Talking with Cathy Marshall about tags, digital archiving, and lifestreams

My guest for this week’s Innovators show is Cathy Marshall, a Senior Researcher in Microsoft’s Silicon Valley Lab. She’s long been intrigued by personal information management — and nowadays, also by its social dimension.

We kicked off the conversation with a discussion of her recent paper Do Tags Work?. (See also her slides from a talk about the project.) This was a clever study in which she collected a bunch of Flickr photos of people spinning on the bull’s balls in Milan. Notice how that fulltext query effectively retrieves a pile of images, taken by different people, of the same curious custom:

If you are passing through the Galleria Vittorio Emanuele II, you should spin around on the testicles of the bull mosaic found in the centre. Legend has it that this will bring you good luck!

Now try this query, which uses the same terms but looks at tags instead of the free text (title, description) associated with the photos. It finds nothing.

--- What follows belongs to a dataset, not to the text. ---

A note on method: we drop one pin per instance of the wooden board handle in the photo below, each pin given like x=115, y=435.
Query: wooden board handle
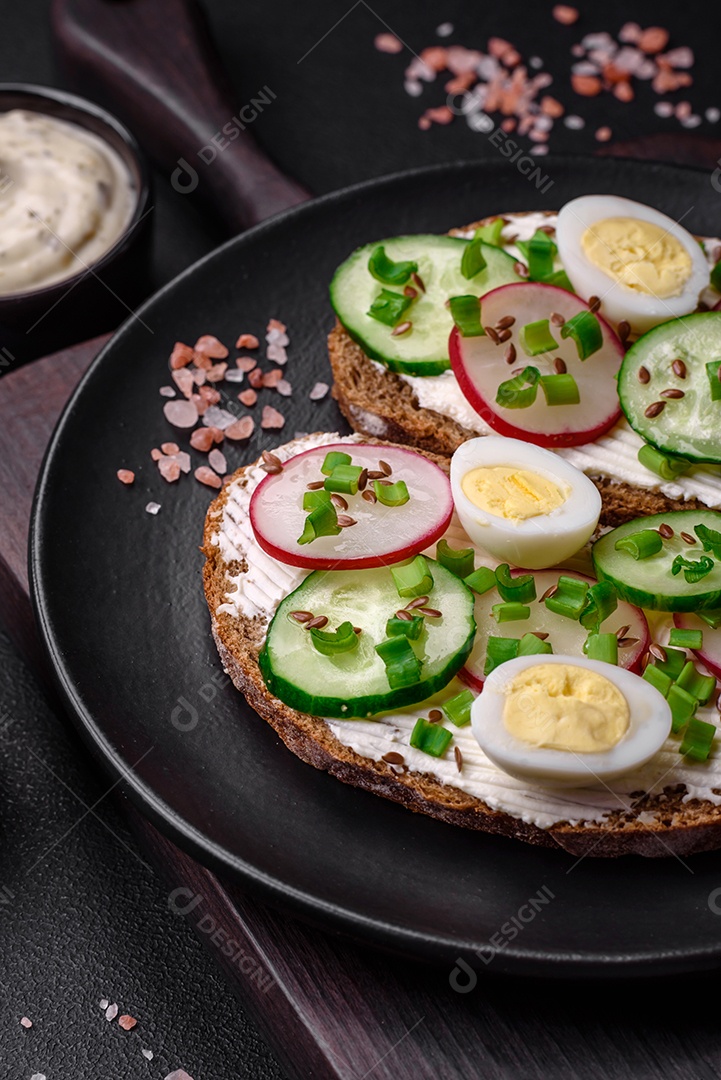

Cathy concludes that while many people think tags are effective hooks for information retrieval, they really aren’t.

Of course, those of us who attend conferences where the first order of business is to announce a tag know that tags can be a very effective way to aggregate all the blog postings, tweets, and photos associated with an event. Folksonomies that aren’t intended to converge don’t. Those that are meant to converge do, quite dramatically, which is why I’ve long been obsessed with intentional tagging as an enabler of loosely-coupled collaboration.

In the second half of the conversation we discussed personal digital archiving, curation, benign neglect, and lifestreams. Cathy tells a lot of stories about the ways in which people do, and also don’t, take care of their digital stuff. She observes, for example, that when people lose the contents of a computer, they react initially with horror, but then often feel a sense of relief. It turns out a lot of what was there wasn’t really needed. The burden of culling through it is lifted, and the guilt associated with not doing that culling that goes away.

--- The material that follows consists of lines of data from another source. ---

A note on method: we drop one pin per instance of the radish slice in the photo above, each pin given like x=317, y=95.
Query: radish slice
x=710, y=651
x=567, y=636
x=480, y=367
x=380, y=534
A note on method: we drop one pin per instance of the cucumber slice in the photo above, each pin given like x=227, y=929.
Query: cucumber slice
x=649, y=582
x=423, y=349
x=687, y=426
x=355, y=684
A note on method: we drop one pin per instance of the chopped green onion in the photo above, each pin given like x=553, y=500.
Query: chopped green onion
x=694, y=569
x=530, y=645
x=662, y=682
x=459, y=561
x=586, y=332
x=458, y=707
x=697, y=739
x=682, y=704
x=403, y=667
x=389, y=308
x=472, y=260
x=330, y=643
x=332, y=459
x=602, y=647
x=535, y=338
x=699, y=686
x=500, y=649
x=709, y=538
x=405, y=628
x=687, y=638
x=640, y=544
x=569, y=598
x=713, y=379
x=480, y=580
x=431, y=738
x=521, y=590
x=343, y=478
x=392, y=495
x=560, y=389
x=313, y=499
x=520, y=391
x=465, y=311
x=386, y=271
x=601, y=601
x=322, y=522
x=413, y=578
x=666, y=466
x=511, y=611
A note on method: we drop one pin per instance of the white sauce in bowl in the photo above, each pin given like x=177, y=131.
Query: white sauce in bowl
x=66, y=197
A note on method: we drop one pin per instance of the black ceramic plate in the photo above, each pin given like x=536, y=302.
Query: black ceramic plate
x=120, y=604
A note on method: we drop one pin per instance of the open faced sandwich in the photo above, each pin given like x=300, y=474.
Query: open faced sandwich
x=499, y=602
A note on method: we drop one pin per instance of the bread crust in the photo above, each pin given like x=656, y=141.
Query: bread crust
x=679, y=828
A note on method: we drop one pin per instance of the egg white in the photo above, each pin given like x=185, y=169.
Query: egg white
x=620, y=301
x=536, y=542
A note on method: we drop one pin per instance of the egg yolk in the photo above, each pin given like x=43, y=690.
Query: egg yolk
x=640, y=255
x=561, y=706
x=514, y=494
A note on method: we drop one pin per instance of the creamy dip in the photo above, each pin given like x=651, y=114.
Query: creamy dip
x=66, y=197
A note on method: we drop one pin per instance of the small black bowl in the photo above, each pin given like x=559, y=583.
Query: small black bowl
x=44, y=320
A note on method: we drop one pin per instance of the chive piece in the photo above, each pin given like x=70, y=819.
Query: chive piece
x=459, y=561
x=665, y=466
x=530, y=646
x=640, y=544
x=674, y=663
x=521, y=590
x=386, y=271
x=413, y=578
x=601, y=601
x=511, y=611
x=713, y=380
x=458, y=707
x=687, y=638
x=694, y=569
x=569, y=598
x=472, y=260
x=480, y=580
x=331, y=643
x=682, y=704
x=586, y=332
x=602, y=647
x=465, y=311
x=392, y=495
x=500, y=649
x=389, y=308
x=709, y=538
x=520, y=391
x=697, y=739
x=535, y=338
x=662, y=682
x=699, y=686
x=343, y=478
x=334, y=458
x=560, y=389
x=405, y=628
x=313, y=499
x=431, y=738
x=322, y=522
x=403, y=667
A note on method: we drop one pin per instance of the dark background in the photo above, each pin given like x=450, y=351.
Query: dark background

(I laughed harder than I have in a long time when Cathy described rental storage units as “garbage cans you pay for, and then when you realize you no longer care about the stuff in them, you stop paying for.”)

We ended by agreeing that the hardest thing about introducing a hosted lifebits service ecosystem will be the conceptual model. For psychological reasons, people will want to think in terms of monolithic containers that keep stuff in one place, and monolithic services that do everything related to that stuff. For architectural reasons, though, we’ll want to federate storage, and also decouple classes of service — so that storage, for example, is orthogonal to access control and authorization, which is orthogonal to social interaction.